Para la aventura en las montañas lo mejor es ponerte en contacto con las oficinas de turismo, donde te rentarán una camioneta (créeme, necesitarás esas llantas) y donde podrás contratar los servicios de un guía. Para nuestra suerte, nos tocó uno que además de especialista en turismo era arqueólogo, así es que nos llenó de datos superinteresantes durante todo el trayecto. Esta zona, por las condiciones climáticas, nunca fue cafetalera, sino que sobrevivió, más bien, del maíz. Ahora siembran también chayotes, calabazas, frijoles, duraznos, ciruelas, entre otros productos que se pueden ver al paso y que complementan con la ganadería.
Conforme vamos subiendo, van apareciendo algunos municipios. El primero en el que paramos fue Calcahualco, donde está el primer templo franciscano de México… y pensar que en esa pequeña iglesia carcomida por el tiempo nació el catolicismo en nuestro país.
Pero los pueblos totonacas que se asentaron en las altas montañas, atraídos por la cumbre nevada, también dejaron una huella importante en los habitantes actuales, pues en las iglesias te puedes encontrar tanto imágenes de Jesús como de Tláloc; las mujeres tienen prohibido entrar a las siembras —cuyos ciclos se rigen
por la luna— por supersticiones; y cuando los habitantes se encuentran piezas prehispánicas las ponen frente a su casa para que cuiden sus cosechas. De hecho, en los días de tianguis, que son los lunes, todavía se da el trueque.
Justo afuera de la iglesia de Calcahualco, paramos a comer unos triangulitos de frijol y pudimos probar el delicioso pan dulce local: una especie de rollo relleno de dulce de camote, un polvorón que ellos llaman mazarín —mi favorito— y una extraña gelatina, de un color rosa fluorescente, de maizena cubierta por pan que, de alguna manera, es más atractiva a la vista que al paladar.
El siguiente pueblo en el que paramos fue Excola, donde todavía conservan la tradición del palo encebado: literal, un palo de varios metros de altura en el que colocan, en la parte más alta, una recompensa —un puerco, por ejemplo—, y lo llenan de cebo para que no sea tan fácil alcanzarla.
Ahí vale la pena echarle un vistazo a la iglesia, cuya vista en la parte trasera es impresionante, y parar en una de las tienditas para comprar bolsas de dulces.
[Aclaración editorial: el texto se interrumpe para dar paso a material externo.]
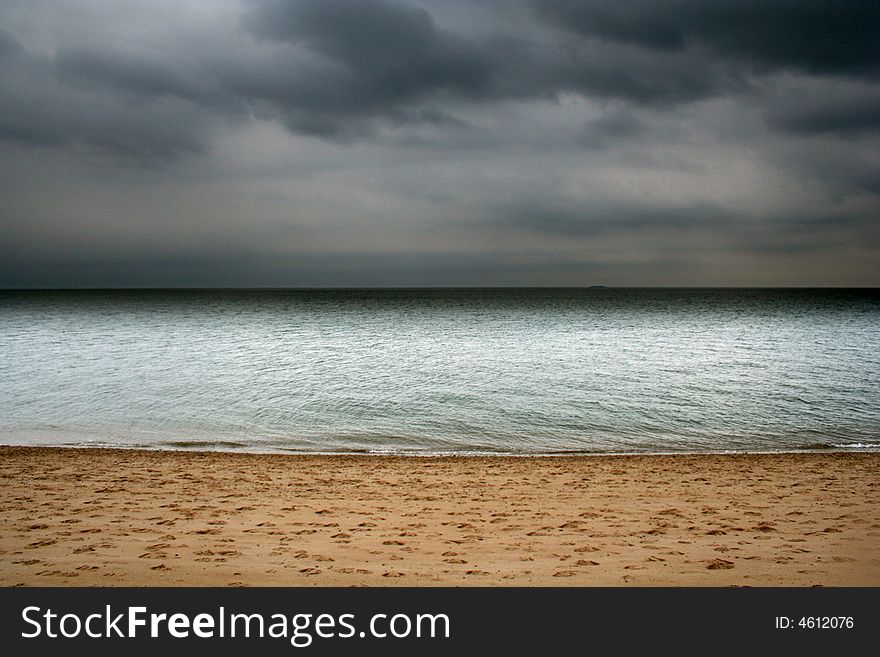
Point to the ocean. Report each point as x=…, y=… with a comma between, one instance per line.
x=443, y=371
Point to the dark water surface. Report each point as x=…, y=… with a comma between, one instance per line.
x=439, y=371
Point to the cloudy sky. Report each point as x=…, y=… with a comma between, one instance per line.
x=439, y=142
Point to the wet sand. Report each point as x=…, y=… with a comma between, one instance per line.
x=92, y=517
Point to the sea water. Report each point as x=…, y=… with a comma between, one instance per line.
x=516, y=371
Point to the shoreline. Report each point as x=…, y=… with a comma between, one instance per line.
x=91, y=516
x=858, y=448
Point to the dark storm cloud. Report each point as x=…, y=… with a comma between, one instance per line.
x=819, y=36
x=343, y=69
x=591, y=220
x=849, y=115
x=37, y=107
x=432, y=142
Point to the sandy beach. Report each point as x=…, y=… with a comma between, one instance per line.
x=92, y=517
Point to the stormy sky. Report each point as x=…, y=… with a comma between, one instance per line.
x=166, y=143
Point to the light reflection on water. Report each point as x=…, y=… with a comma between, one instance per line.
x=521, y=371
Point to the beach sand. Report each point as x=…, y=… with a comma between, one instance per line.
x=93, y=517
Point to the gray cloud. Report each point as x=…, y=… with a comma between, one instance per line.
x=819, y=36
x=426, y=142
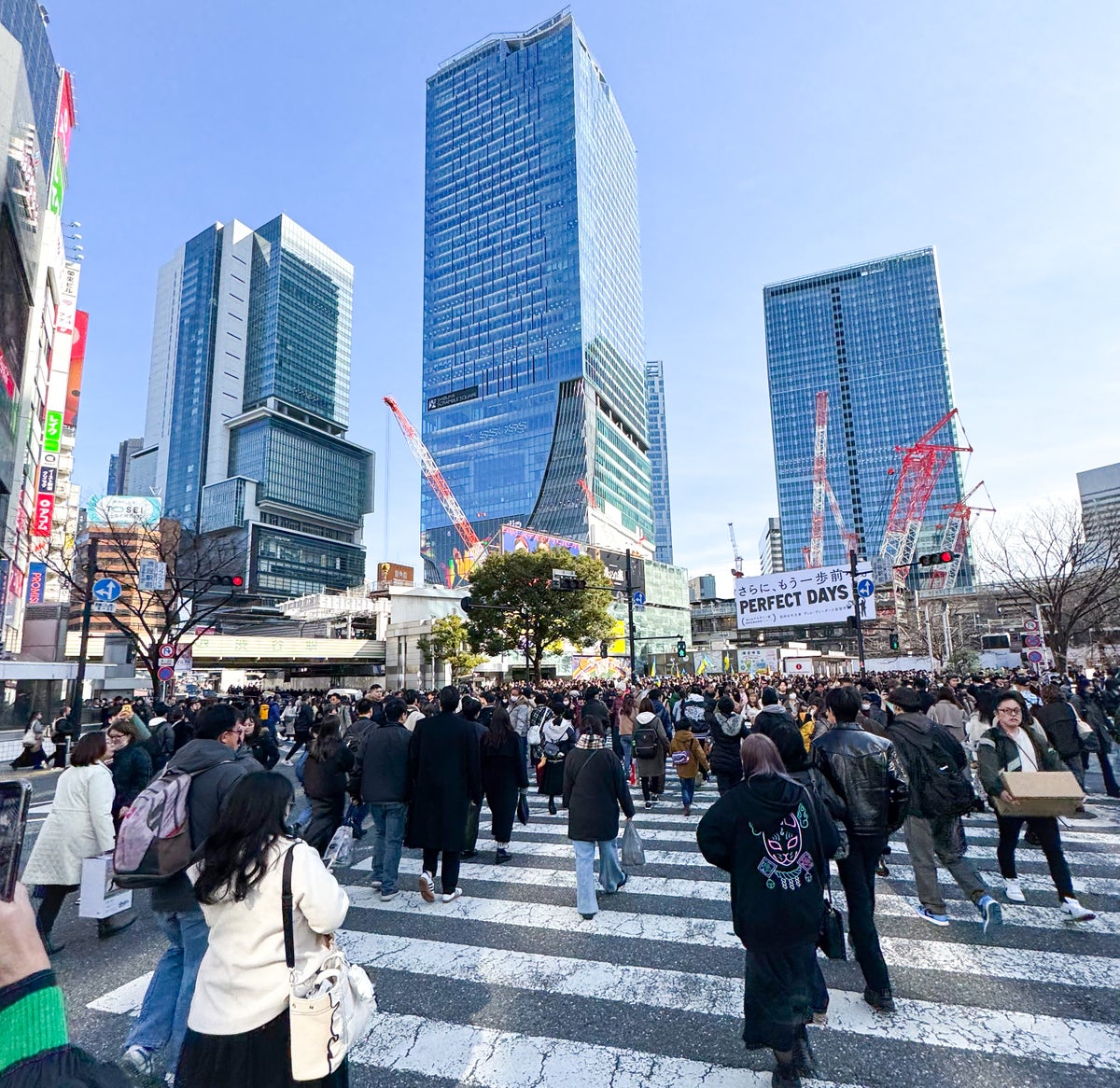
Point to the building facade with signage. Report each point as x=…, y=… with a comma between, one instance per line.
x=535, y=403
x=873, y=336
x=249, y=405
x=43, y=332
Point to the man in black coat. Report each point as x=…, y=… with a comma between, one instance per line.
x=445, y=777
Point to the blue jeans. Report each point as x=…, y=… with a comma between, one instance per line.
x=387, y=841
x=167, y=1002
x=610, y=873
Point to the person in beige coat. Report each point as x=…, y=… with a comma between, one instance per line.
x=79, y=825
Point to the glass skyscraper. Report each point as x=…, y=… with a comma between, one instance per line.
x=659, y=461
x=247, y=407
x=535, y=403
x=872, y=336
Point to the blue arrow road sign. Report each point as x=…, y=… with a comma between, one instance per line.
x=106, y=589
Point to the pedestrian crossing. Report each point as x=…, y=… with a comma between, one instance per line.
x=509, y=987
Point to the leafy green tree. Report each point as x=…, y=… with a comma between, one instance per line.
x=449, y=643
x=525, y=613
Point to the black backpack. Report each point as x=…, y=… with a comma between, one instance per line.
x=938, y=787
x=645, y=741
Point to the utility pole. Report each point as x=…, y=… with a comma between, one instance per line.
x=91, y=570
x=855, y=604
x=630, y=611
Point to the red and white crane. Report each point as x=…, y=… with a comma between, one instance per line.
x=815, y=554
x=923, y=463
x=475, y=548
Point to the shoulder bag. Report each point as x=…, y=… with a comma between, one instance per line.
x=329, y=1009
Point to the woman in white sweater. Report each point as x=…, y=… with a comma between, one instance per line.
x=238, y=1030
x=79, y=825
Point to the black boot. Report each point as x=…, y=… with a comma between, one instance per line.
x=804, y=1060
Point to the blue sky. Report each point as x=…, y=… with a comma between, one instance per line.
x=774, y=140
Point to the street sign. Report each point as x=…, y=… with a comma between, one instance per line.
x=152, y=576
x=106, y=589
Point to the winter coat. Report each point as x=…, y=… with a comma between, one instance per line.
x=445, y=777
x=653, y=766
x=774, y=837
x=683, y=741
x=726, y=735
x=951, y=717
x=594, y=788
x=132, y=773
x=79, y=825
Siguiendo el camino hacia el volcán, cuando los poblados son cada vez más fríos y austeros, existe una costumbre muy linda: los niños salen corriendo hacia la carretera y gritan “dulces, dulces” y los alpinistas o viajeros que pasan por ahí les avientan municiones de caramelos. La recomendación es ir lanzándolos de a poquito, porque hay más niños y poblados de lo que uno esperaría, y arrojarlos lo más lejos posible para que no corran peligro al recogerlos.
Por esta ruta, hacer una parada cuando del lado derecho aparece la barranca del río Jamapa, para disfrutar de la vista, es inevitable. El panorama se va volviendo cada vez más atractivo y boscoso hasta llegar a uno de los miradores del Parque Nacional Pico de Orizaba. Lugar que, para nosotros, fue un imponente paisaje de despedida, pero para los viajeros más experimentados, y con tiempo, el comienzo de su ruta.
Ahí arriba, con una impresionante vista panorámica del Citlaltépetl, no pude evitar pensar lo siguiente: quizá puedas llegar a Veracruz como “una persona de té”, pero seguro saldrás, también, como una persona de café; de su historia y el trabajo que implica; de la cultura y los paisajes que lo rodean; de la gente, la comida y las ciudades que están a su paso; de todo lo que este grano tiene por ofrecerte cuando dibujas una taza de café en tu celda, con un trozo de carbón, y te la bebes para nunca más volver.